Kanuni bir yasak olmadığına göre, başörtülü öğrencilerin üniversitelere mahsus binalara ve eklentilerine girmesine, orada kalmasına ve eğitim almasına mani olma eylemi ne anlam ifade eder? Cevap; Türk Ceza Kanununun tanımladığı "hukuka aykırı bir davranış." Hukuka aykırı bu davranışlar nasıl engellenebilir? Cevap; Ceza kanununun öngördüğü yaptırımlarla.

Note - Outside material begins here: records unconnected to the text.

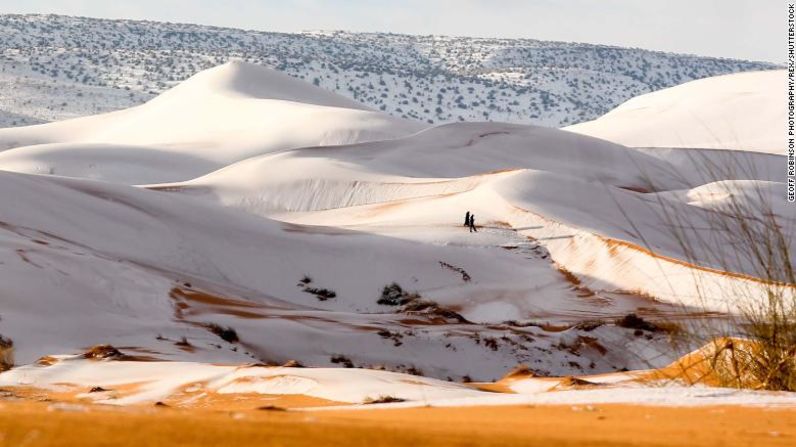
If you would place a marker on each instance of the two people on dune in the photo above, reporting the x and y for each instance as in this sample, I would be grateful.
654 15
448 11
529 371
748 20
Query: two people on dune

9 Şubat 2008 yürürlüğe giren Anayasa değişikliği, bağımsız ve tarafsız yargı mensuplarının ve hukukçuların yorum farklarını ortadan kaldıracak açıklıkta bir düzenlemedir. Bu düzenlemeyi beğenenlerin yanında beğenmeyenler de olması doğaldır. Anayasa ve kanunları beğenmeyenlerin kendilerini ayrıcalıklı görerek kanunları uygulamama lüksleri bulunmamaktadır. Anayasa tanımayanlar cezai yaptırımlarla karşı karşıya kalacaklardır. Bu nedenle, yasakçıların kanunsuz direnişleri karşısında yeni bir yasal düzenlemeye gerek yoktur. Şikayetler üzerine veya re'sen YÖK soruşturma açtırarak Anayasa tanımayanlara yargılanma yolunu açmalıdır.